# Yoga and boxing in Polanco?



## Fayelorna (May 22, 2012)

Hi

I am looking for a good yoga school in Polanco and also someone that can offer boxing/kickboxing lessons.

Any suggestions would be much appreciated!!
Many thanks


----------



## Quetza (May 27, 2012)

Is it your first time taking Yoga lessons or are you already familiar with it? Because there are many kinds of Yoga and some may not be for you, be it because they are for more advanced people or because of the kind of exercises some particular Yoga styles include. 

And would you need the classes to be in English or are you fluent enough to take them in spanish? I can only give you some suggestions (the sites are in spanish) but since I have never tried those places because they're too far away from me, I can't say anything about their quality.

2 directories:

Escuelas de Yoga Zona Poniente 

ESCUELAS DE YOGA México DF Zona Poniente · Federación Mexicana de Yoga

Some schools websites:

Agoralucis

Bikram Yoga México

Yoga en Mexico :: Clases de Naam Yoga :: Polanco Mexico


Sadly, I don't know much about kick boxing classes or personal instructors. I can ask around later if you haven't received other suggestions.


----------



## tommygn (Dec 2, 2011)

May I suggest Goshin Shin No Sen Do? It is a Martial Art which enphazises on flexibility and possitions, with great cardio and strength excersices.

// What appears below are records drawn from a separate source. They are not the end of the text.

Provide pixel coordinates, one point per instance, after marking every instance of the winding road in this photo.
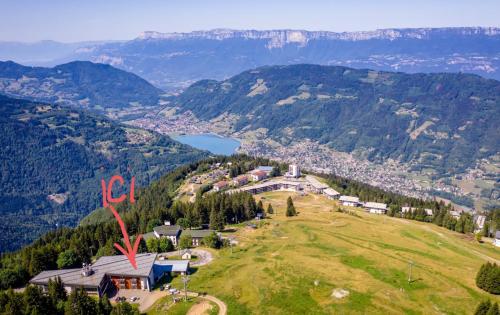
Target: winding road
(222, 306)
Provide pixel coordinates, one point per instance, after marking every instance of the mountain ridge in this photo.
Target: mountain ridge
(301, 36)
(81, 84)
(55, 157)
(441, 124)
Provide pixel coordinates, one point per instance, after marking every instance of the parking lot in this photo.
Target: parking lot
(146, 299)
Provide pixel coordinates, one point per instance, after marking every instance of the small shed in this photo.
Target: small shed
(186, 254)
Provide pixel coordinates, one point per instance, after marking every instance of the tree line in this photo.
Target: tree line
(33, 301)
(69, 247)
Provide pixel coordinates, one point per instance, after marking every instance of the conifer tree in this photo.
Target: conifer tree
(270, 209)
(290, 208)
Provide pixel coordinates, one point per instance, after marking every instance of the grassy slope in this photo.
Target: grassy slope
(273, 269)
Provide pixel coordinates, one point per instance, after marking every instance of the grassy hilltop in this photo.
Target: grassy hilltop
(274, 268)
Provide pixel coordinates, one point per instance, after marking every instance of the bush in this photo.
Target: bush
(212, 241)
(488, 278)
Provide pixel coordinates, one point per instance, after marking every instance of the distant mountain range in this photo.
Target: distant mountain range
(81, 84)
(443, 122)
(175, 60)
(53, 158)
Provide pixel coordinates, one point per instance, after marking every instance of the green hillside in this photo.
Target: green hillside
(305, 264)
(53, 159)
(445, 122)
(81, 84)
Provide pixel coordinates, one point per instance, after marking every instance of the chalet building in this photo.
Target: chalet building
(412, 209)
(480, 220)
(107, 272)
(455, 214)
(350, 201)
(240, 180)
(376, 207)
(171, 232)
(258, 175)
(197, 235)
(270, 186)
(219, 186)
(496, 242)
(266, 169)
(170, 266)
(293, 171)
(331, 193)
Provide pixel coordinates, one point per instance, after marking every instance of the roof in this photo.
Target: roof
(376, 205)
(349, 198)
(171, 265)
(265, 168)
(316, 183)
(120, 265)
(266, 184)
(240, 178)
(331, 192)
(168, 230)
(198, 233)
(221, 184)
(147, 236)
(106, 265)
(259, 173)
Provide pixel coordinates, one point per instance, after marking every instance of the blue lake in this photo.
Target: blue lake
(210, 142)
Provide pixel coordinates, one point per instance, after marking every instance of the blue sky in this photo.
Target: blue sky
(71, 20)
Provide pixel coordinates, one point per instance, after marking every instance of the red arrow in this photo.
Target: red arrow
(130, 252)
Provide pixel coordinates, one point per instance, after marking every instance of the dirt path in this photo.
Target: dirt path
(477, 253)
(222, 306)
(201, 308)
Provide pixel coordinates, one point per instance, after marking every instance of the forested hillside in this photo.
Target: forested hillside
(157, 203)
(80, 84)
(444, 121)
(53, 158)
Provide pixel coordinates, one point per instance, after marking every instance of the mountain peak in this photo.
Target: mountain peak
(278, 38)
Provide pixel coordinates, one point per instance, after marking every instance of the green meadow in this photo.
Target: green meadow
(295, 265)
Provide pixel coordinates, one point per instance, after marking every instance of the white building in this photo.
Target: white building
(293, 171)
(258, 175)
(455, 214)
(349, 201)
(376, 207)
(497, 239)
(220, 185)
(171, 232)
(331, 193)
(408, 209)
(480, 220)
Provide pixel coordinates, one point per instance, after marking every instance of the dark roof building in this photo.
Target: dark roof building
(97, 278)
(167, 230)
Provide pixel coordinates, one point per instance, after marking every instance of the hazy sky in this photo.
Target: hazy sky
(71, 20)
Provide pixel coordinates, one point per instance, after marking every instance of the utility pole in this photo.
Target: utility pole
(410, 263)
(185, 280)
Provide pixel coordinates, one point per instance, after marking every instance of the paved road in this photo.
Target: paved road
(204, 256)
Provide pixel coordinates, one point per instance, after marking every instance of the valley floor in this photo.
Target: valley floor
(304, 264)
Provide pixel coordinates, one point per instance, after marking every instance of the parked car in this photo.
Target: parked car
(120, 299)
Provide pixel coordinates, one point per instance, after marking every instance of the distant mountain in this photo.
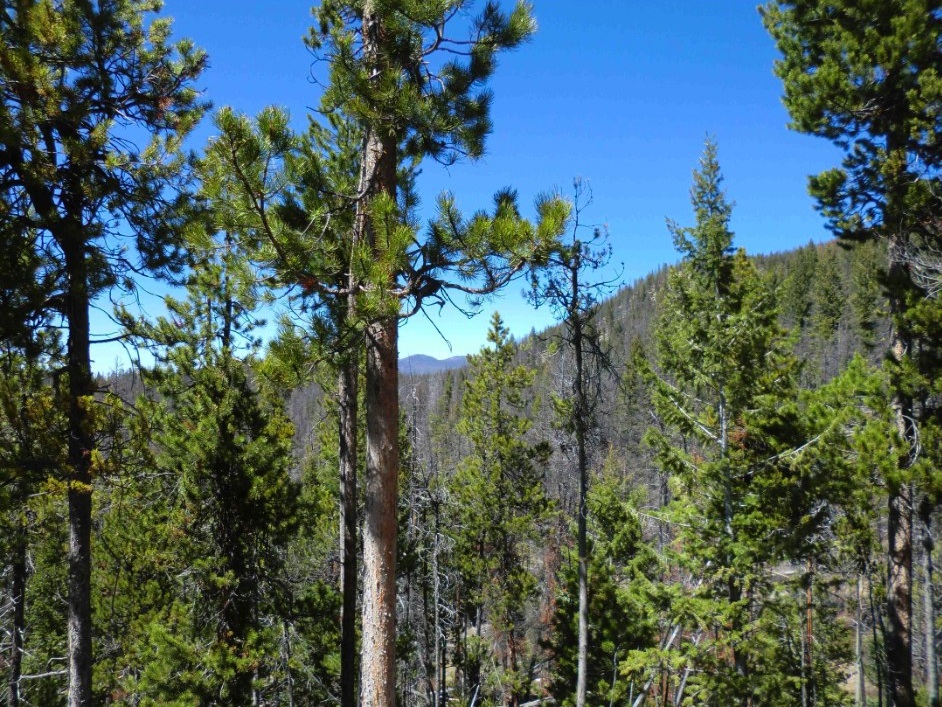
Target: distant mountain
(420, 364)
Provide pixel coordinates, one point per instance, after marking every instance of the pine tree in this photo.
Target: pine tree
(228, 445)
(411, 90)
(867, 76)
(31, 452)
(499, 505)
(562, 284)
(77, 80)
(727, 441)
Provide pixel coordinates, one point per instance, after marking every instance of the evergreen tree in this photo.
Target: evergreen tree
(411, 90)
(562, 284)
(228, 446)
(620, 566)
(79, 81)
(727, 441)
(867, 76)
(499, 505)
(31, 453)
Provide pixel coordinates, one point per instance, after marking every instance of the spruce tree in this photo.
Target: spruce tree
(79, 83)
(726, 439)
(227, 443)
(867, 76)
(499, 505)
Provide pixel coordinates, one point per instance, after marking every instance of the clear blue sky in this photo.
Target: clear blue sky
(621, 94)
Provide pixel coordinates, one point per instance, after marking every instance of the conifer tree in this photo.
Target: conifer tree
(79, 81)
(32, 449)
(411, 90)
(727, 440)
(563, 285)
(499, 504)
(228, 445)
(867, 76)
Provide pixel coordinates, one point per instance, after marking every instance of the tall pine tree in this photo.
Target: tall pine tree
(79, 83)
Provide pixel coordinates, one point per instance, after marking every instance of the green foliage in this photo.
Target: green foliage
(747, 491)
(620, 613)
(231, 506)
(493, 540)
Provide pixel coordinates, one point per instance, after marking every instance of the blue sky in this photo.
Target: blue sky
(619, 93)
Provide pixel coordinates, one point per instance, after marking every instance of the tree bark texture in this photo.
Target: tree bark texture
(928, 571)
(378, 176)
(18, 591)
(581, 412)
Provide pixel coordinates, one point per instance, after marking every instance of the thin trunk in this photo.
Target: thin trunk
(932, 672)
(581, 412)
(808, 658)
(347, 394)
(79, 473)
(861, 689)
(18, 596)
(378, 665)
(879, 647)
(289, 678)
(378, 176)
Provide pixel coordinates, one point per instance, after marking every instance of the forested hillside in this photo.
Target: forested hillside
(718, 485)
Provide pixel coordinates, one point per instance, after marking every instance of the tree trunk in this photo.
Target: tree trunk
(378, 676)
(932, 668)
(347, 394)
(18, 596)
(861, 688)
(378, 176)
(79, 473)
(899, 588)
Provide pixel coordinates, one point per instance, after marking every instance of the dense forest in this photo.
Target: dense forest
(715, 486)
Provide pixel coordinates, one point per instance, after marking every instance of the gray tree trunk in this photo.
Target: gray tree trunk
(928, 570)
(347, 394)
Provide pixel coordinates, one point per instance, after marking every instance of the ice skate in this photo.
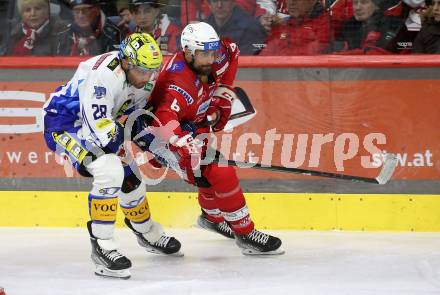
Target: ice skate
(222, 228)
(155, 241)
(259, 243)
(108, 260)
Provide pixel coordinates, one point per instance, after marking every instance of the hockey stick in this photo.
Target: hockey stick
(248, 107)
(245, 103)
(388, 167)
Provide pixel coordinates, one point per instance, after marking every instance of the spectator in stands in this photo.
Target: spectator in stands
(369, 31)
(149, 19)
(428, 39)
(306, 32)
(36, 34)
(124, 21)
(232, 22)
(91, 33)
(198, 10)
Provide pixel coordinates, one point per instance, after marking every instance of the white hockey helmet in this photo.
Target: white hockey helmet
(199, 36)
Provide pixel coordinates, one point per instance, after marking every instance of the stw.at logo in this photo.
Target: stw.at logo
(22, 113)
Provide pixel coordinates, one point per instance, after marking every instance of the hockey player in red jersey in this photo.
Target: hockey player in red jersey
(182, 97)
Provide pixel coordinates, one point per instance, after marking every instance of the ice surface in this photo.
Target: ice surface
(44, 261)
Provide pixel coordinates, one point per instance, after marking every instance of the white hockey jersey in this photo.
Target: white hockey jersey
(94, 98)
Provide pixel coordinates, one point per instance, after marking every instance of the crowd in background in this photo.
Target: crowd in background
(259, 27)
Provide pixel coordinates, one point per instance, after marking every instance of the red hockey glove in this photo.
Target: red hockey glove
(189, 151)
(221, 106)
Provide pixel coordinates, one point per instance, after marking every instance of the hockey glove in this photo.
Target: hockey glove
(189, 152)
(221, 106)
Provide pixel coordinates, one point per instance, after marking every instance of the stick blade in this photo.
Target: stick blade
(388, 167)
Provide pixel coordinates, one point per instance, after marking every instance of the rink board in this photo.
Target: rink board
(297, 211)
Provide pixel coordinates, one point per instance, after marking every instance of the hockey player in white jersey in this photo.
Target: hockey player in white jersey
(81, 120)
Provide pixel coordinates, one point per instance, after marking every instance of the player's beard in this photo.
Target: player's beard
(204, 70)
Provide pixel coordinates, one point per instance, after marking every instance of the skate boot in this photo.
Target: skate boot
(155, 241)
(109, 262)
(222, 228)
(258, 243)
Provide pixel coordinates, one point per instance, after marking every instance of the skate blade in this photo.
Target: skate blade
(108, 273)
(252, 252)
(158, 252)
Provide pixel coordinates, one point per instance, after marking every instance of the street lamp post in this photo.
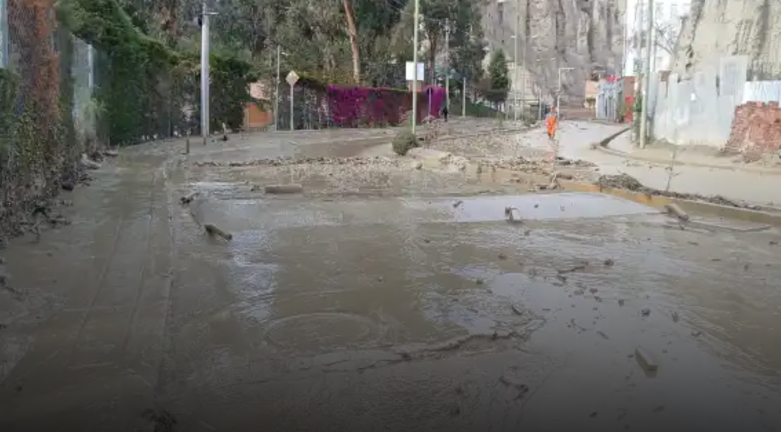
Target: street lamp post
(515, 78)
(276, 91)
(415, 20)
(558, 93)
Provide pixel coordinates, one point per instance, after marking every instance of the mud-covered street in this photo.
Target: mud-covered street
(391, 294)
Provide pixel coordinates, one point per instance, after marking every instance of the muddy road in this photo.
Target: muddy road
(385, 297)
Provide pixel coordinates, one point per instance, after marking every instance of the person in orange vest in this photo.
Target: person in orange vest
(552, 123)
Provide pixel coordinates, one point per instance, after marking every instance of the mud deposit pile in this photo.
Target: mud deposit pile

That way, you would be doing both at the same time...

Dojo Rônin

There are different classes by gender and age.

They are in the Polanco area, and I´ve enjoyed them. Im sure they will give you a tryout.


----------



## Fayelorna (May 22, 2012)

Thank you very much! I am going to check out a couple of the yoga schools in Polanco this weekend and do some research on goshin shin! 
Quetza if you do get any more info re boxing instructors I would love to hear! Thanks!


----------